No início de março, poucos dias antes de começar a quarentena, recebi um e-mail comunicando que o embargo da visita ao set de 1984 cairia em alguns dias. Apesar do adiamento por tempo indeterminado de grandes lançamentos como Um Lugar Silencioso II, Mulan e Viúva Negra, os estúdios ainda tentavam compreender a extensão da crise e mantinham seus calendários de divulgação. Não demorou, porém, para que a estreia em 4 de junho caísse e minha visita ao set fosse engavetada. Em um prognóstico otimista, Mulher-Maravilha 1984 chegaria aos cinemas em 14 de agosto. A situação não melhorou, principalmente na América do Norte e dos países da América Latina, e mais mudanças foram feitas no calendário. Para não entrar em conflito com Tenet, uma nova data foi anunciada. Por enquanto, 15 de outubro é o dia marcado para Diana Prince retornar aos cinemas e, hoje, quase dois anos depois, o embargo sobre a visita ao set caiu. Posso, enfim, resgatar e compartilhar essa memória de uma outra vida.
Túnel do tempo
Já estava no Reino Unido há alguns dias por conta de outro set visit, MIB: Internacional (que estreou em junho de 2019), o jet lag já não era um problema. Apesar da preocupação de que o clima londrino prejudicasse as filmagens, o sol brilhava naquele 2 de setembro. Às 8h, o grupo de cerca de 15 jornalistas, vindos de diferentes partes do mundo, já estava no lobby do hotel, localizado na região central de Londres, aguardando o transporte que nos levaria para a locação.
De ônibus fomos levados para o distrito financeiro da cidade, onde a produção usava a base de um prédio comercial para recriar uma saída do metrô de Washington, o novo lar de Diana, onde a amazona trabalha como antropóloga e arqueóloga no Museu de História Natural. Antes mesmo de chegar ao local já era possível ver o deslocamento na linha temporal. Entre grandes caminhões de equipamentos, carros e figurantes revelavam que estávamos na década de 1980. Fomos recebidos pela simpática Lee Anne Muldoon, publicist (a responsável por mediar o contato entre a imprensa e a produção durante as filmagens) que já conhecia pela visita ao set de Esquadrão Suicida e pelo trabalho no primeiro Mulher-Maravilha.
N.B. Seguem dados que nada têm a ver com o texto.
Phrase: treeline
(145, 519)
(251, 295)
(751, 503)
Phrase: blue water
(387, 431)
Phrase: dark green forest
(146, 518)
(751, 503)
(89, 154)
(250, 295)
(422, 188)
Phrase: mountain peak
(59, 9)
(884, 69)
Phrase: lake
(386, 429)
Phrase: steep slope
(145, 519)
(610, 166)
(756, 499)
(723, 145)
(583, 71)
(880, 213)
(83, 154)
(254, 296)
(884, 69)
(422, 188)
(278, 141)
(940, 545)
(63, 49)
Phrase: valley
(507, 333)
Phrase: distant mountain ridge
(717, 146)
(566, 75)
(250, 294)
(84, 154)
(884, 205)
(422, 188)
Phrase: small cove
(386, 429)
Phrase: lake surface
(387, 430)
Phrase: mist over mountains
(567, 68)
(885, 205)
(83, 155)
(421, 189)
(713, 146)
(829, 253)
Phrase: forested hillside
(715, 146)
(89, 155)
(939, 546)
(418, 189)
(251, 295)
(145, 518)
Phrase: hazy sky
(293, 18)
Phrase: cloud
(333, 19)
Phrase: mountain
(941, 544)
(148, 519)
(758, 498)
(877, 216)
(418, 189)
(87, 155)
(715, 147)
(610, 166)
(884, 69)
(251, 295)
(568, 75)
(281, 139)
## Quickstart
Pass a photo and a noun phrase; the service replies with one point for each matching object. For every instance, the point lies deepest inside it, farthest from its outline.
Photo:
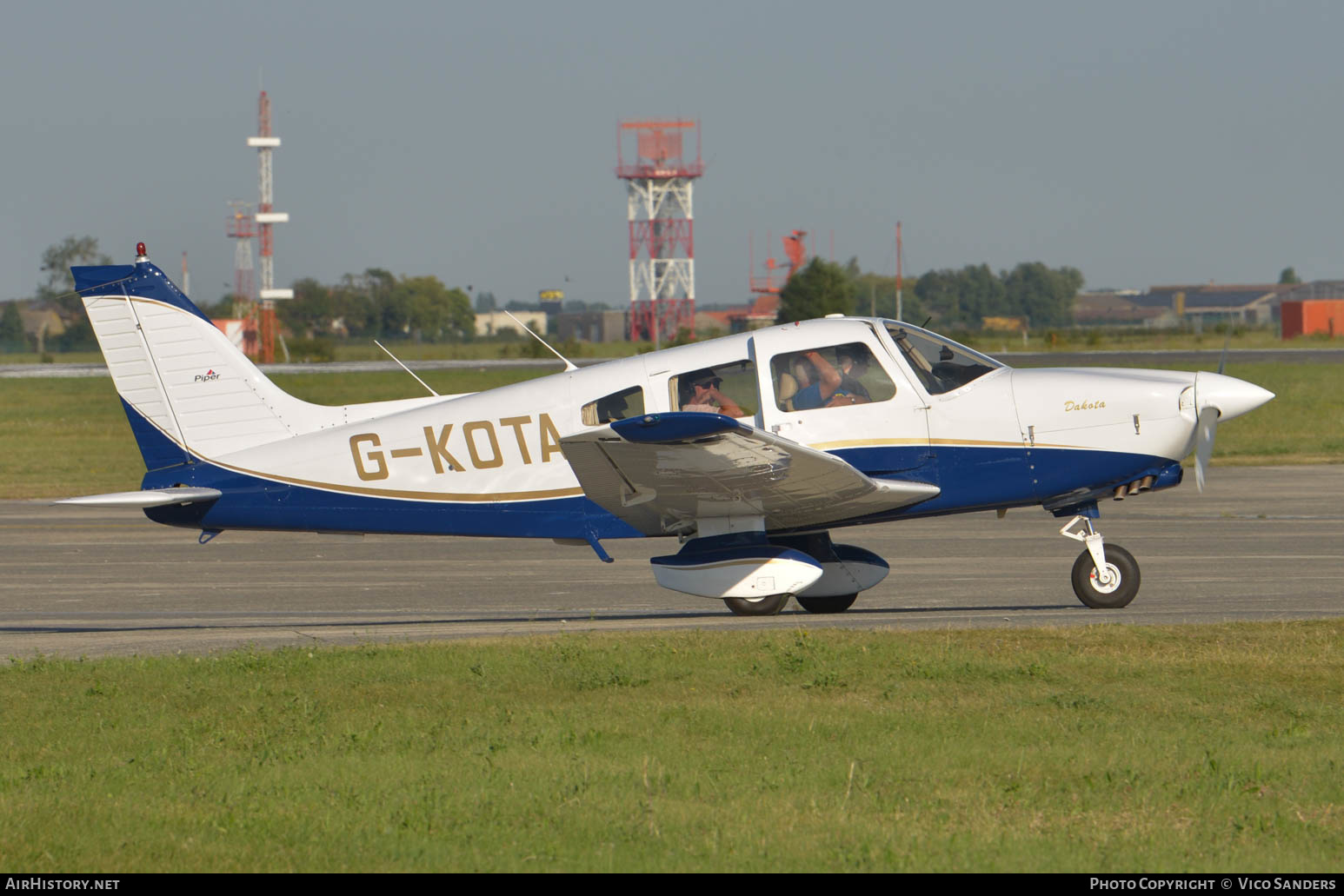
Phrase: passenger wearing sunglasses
(701, 394)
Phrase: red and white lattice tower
(659, 189)
(241, 226)
(266, 219)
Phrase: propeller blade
(1204, 431)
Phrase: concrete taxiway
(1262, 543)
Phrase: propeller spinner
(1219, 398)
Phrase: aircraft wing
(662, 472)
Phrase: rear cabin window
(617, 406)
(725, 388)
(829, 376)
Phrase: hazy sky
(1141, 143)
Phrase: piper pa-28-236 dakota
(749, 449)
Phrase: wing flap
(662, 472)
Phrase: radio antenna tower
(659, 191)
(266, 219)
(243, 228)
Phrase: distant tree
(11, 329)
(435, 312)
(58, 289)
(1045, 295)
(310, 310)
(822, 288)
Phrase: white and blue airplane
(748, 449)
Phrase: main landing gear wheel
(1115, 593)
(836, 603)
(757, 606)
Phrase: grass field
(62, 437)
(1102, 748)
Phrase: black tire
(834, 603)
(1121, 561)
(757, 606)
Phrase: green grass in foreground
(1097, 748)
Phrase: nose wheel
(1104, 576)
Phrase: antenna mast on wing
(406, 368)
(569, 364)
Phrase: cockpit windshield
(940, 363)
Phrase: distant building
(41, 322)
(1117, 308)
(738, 319)
(1216, 302)
(592, 327)
(491, 322)
(1314, 308)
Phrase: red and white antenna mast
(241, 226)
(266, 218)
(659, 192)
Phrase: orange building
(1312, 316)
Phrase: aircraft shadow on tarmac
(549, 618)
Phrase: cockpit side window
(941, 364)
(617, 406)
(723, 388)
(829, 376)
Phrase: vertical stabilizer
(189, 386)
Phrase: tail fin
(187, 390)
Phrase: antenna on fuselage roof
(406, 368)
(569, 364)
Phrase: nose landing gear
(1104, 578)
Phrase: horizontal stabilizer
(147, 497)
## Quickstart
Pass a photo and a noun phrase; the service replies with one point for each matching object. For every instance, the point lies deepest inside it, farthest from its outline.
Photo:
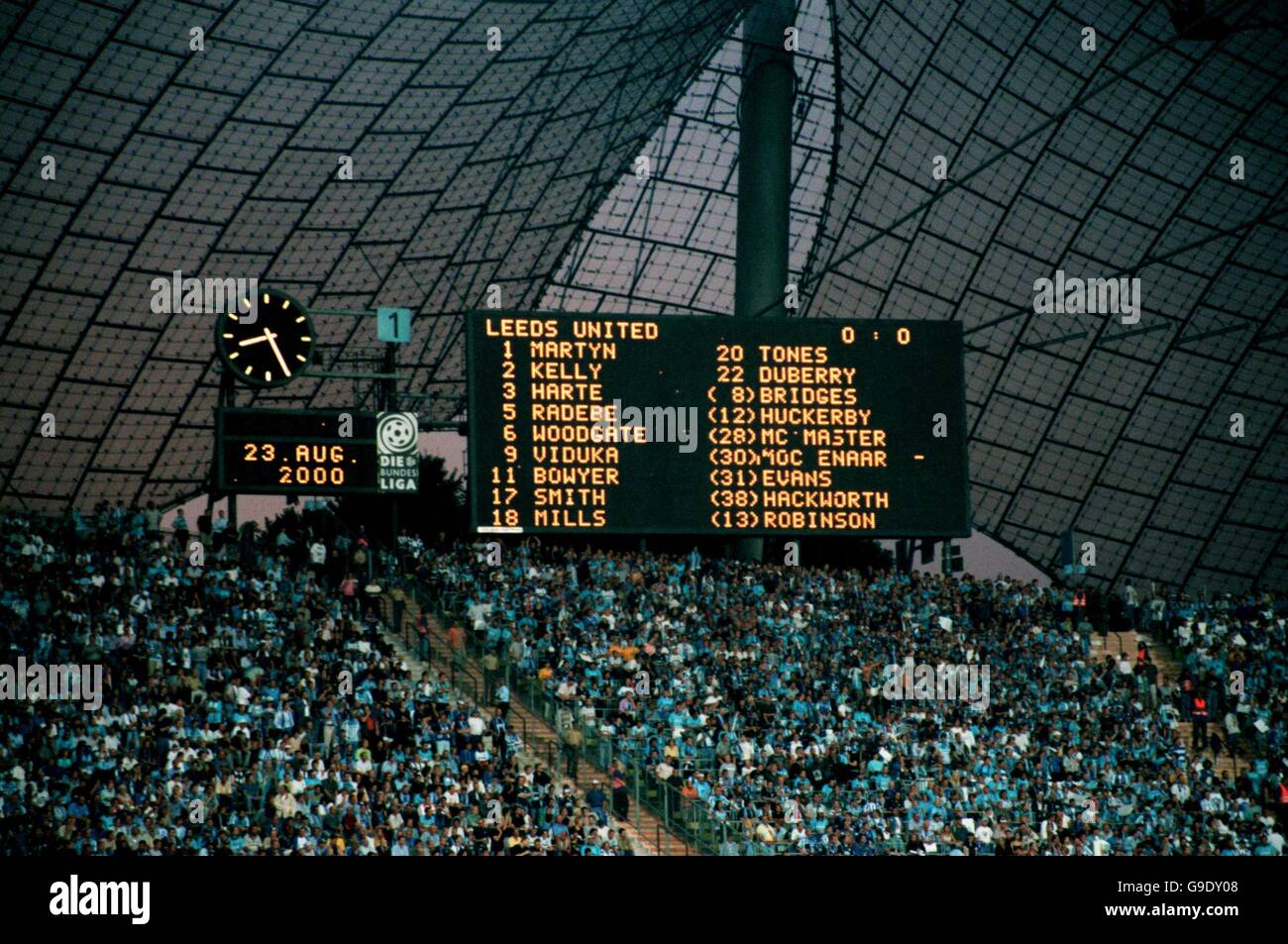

Debaixo de uma tenda, entre barulhos de motor (ao fundo uma equipe preparava uma moto para a próxima cena), a produtora associada Anna Obropta começa a rodada de entrevistas com uma apresentação completa sobre o conceito do segundo longa. O ano de 1984 foi escolhido por ser um período de excessos, seja no glamour, na riqueza ou na violência que tomava conta dos EUA. A intenção não é criar uma paródia da época, mas usar essa atmosfera para estabelecer uma história sobre aprendizado, para a Mulher-Maravilha e para o mundo. O caminho para essa lição de vida passa pelo tema principal do longa: desejo. Maxwell Lord, o personagem à la Donald Trump de Pedro Pascal, venderá o sonho americano em comerciais para a TV, sendo responsável pela transformação da tímida e intelectual Barbara Minerva na vilã Cheetah (interpretada por Kristen Wiig). “Mas o que acontece quando os sonhos do mundo todo se tornam realidade ao mesmo tempo?”, questiona Obropta no final da apresentação.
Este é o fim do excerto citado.